UK Wages Pick Up as Fewer Foreign Workers Take Jobs

UK Wages Pick Up as Fewer Foreign Workers Take Jobs

UK Wages Pick Up as Fewer Foreign Workers Take Jobs

The headline rate rose by 0.1 percentage points to 4.4 per cent, up from 4.3 per cent, according to the Office for National Statistics (ONS), although unemployment has actually been rising over the past three months if measured to a higher degree of precision.

However, Norway believes that the marginal change is well within the margin of error.

Other figures revealed that the number of non-UK nationals from outside the European Union working in this country fell by 68,000 to 1.17 million in the quarter to last December compared with the previous year.

Despite the increase - the first jobless jump since the summer of 2016 - the number of people in work increased by 88,000 to 32.1 million.

The ONS attributed a rise in unemployment to fewer economically inactive people - those neither working nor looking for a job. In Dudley the number claiming jobless benefits jumped by 165 to 6,490 and in Sandwell it was up by 210 to 7,105.

Analysts said that Wednesday's data reduced the likelihood that the Bank of England would raise its main interest rate in May, as had been widely expected by markets.

Britain's unemployment rate has risen for the first time in 16 months, official data showed Wednesday, in a sign that Brexit uncertainty is feeding into the wider economy.


That's up from the previous month's equivalent rate of 2.3 percent.

Average earnings increased by 2.5% in the year to December, unchanged from the previous month, said the Office for National Statistics.

Britain's unemployment rate rose unexpectedly for the first time in nearly two years in the three months to December, official data showed on Wednesday.

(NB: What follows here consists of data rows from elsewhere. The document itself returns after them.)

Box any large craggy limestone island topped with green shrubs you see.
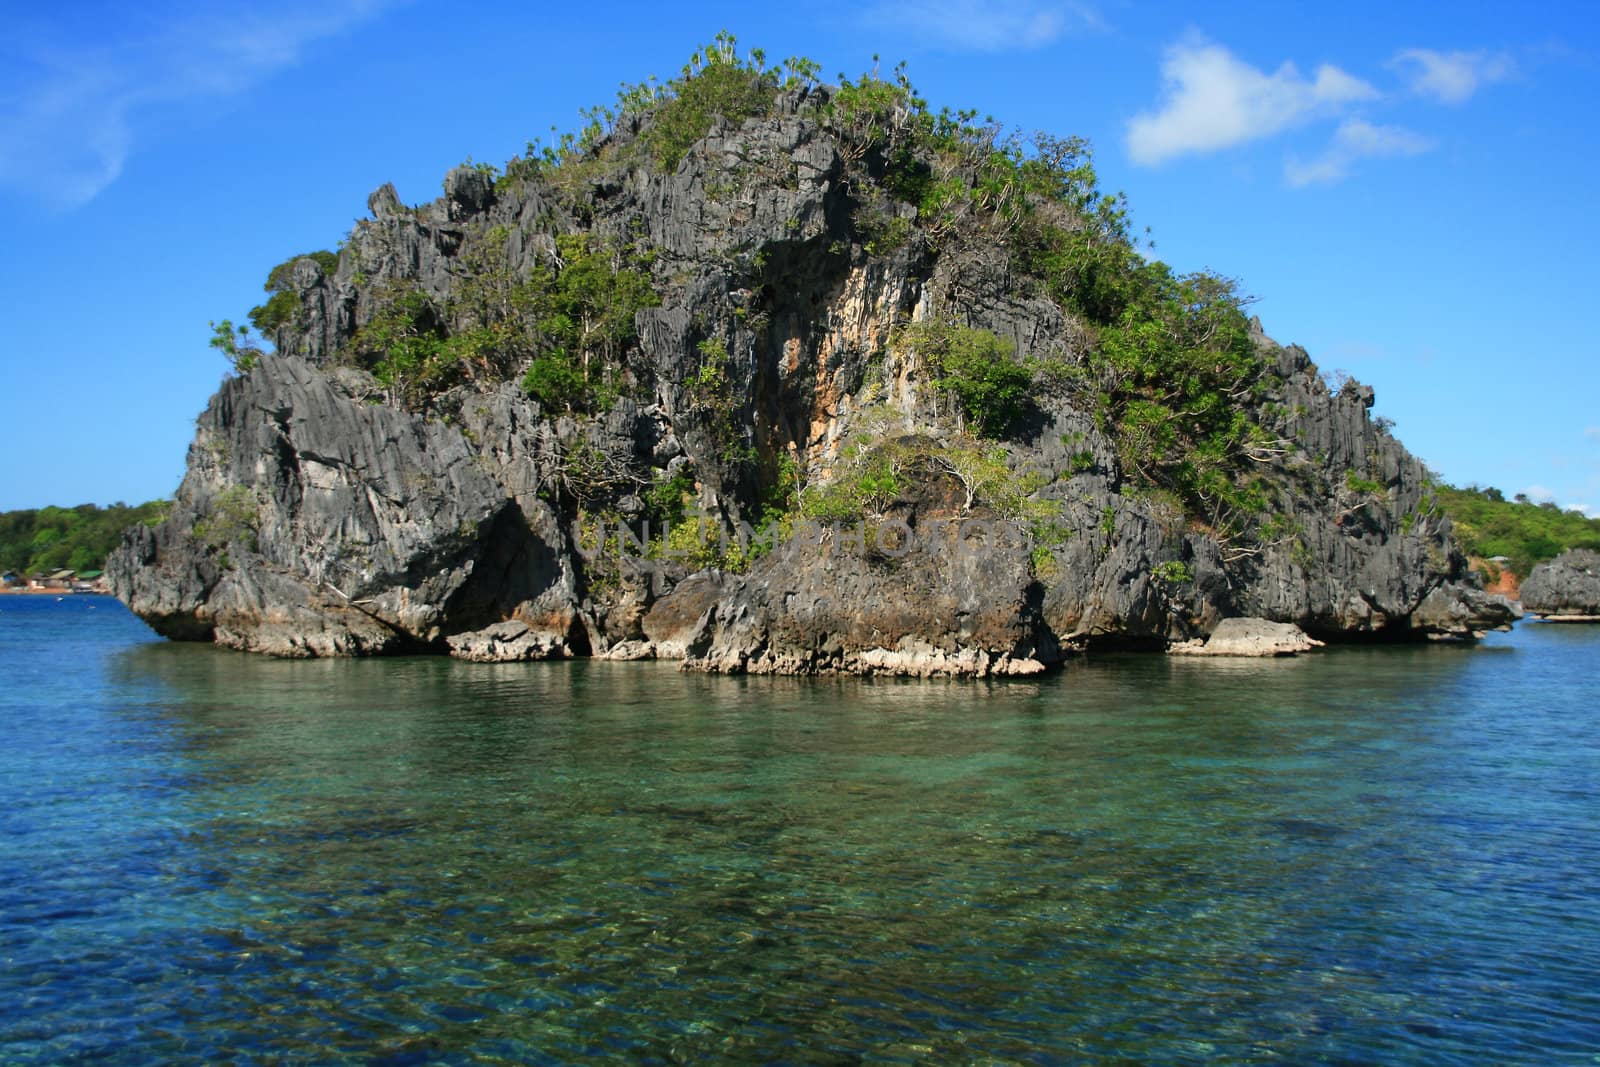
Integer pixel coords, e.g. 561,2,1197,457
107,37,1514,675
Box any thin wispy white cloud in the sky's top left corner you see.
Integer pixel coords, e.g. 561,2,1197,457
0,0,389,208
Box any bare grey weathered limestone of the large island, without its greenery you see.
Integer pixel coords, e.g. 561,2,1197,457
107,81,1510,675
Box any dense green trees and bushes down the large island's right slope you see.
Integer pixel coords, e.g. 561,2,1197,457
790,69,1274,539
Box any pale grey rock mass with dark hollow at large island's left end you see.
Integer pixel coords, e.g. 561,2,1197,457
107,357,587,656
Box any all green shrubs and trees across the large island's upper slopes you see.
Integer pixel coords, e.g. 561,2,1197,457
219,34,1350,563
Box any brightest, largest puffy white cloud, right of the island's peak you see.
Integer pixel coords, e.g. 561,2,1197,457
1128,38,1378,165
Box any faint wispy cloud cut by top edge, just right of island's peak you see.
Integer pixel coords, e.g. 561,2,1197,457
862,0,1104,51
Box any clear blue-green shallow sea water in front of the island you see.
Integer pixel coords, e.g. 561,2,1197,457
0,597,1600,1064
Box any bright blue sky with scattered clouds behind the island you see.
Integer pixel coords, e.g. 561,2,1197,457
0,0,1600,514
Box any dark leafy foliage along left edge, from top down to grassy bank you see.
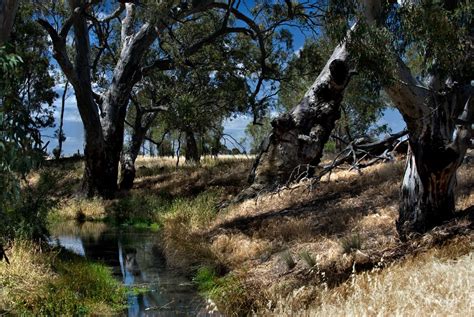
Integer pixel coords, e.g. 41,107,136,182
0,5,56,244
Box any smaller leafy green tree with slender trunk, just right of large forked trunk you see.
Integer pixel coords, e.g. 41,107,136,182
120,47,251,189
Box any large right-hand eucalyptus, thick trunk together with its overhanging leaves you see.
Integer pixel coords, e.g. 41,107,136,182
367,0,474,238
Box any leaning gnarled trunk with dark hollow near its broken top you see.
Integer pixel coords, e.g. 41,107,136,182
238,42,350,200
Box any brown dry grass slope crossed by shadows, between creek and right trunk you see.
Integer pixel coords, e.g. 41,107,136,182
160,160,474,316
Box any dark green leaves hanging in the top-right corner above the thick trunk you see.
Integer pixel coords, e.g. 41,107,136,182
397,0,474,77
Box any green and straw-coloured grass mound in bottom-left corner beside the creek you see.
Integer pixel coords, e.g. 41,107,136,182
0,241,125,316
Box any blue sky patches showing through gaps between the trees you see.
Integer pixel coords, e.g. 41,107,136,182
42,0,405,156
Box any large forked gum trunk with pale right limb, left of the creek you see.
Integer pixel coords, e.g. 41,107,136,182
38,0,215,198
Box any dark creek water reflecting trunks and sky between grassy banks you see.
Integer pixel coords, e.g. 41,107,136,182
51,222,215,317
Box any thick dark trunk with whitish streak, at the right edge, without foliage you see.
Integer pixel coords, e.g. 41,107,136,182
387,69,474,239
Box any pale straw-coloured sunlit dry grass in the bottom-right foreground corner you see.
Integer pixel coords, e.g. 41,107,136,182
268,238,474,316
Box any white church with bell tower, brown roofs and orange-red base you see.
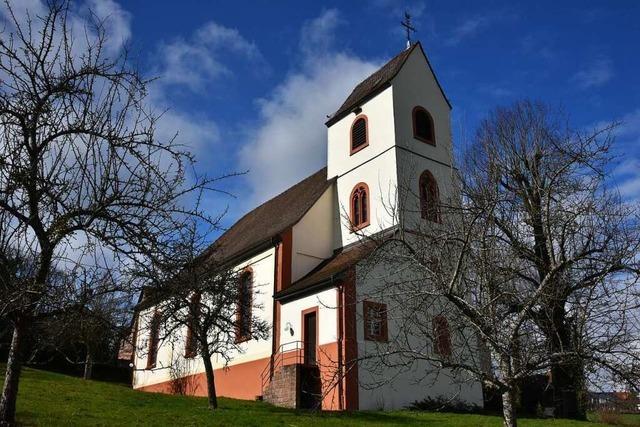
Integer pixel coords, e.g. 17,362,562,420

The figures from the Office for National Statistics (ONS) sent the pound a cent lower against the USA dollar to just over $1.39.

Meanwhile real earnings continue to fall.While average weekly earnings for employees in Great Britain in nominal terms increased by 2.5%, when adjusted for inflation, they fell by 0.3%.

This increase remained below inflation.

"Rising employment this past year was largely driven by United Kingdom nationals" as fewer eastern Europeans and non-EU nationals were working than a year earlier, ONS statistician Matt Hughes said.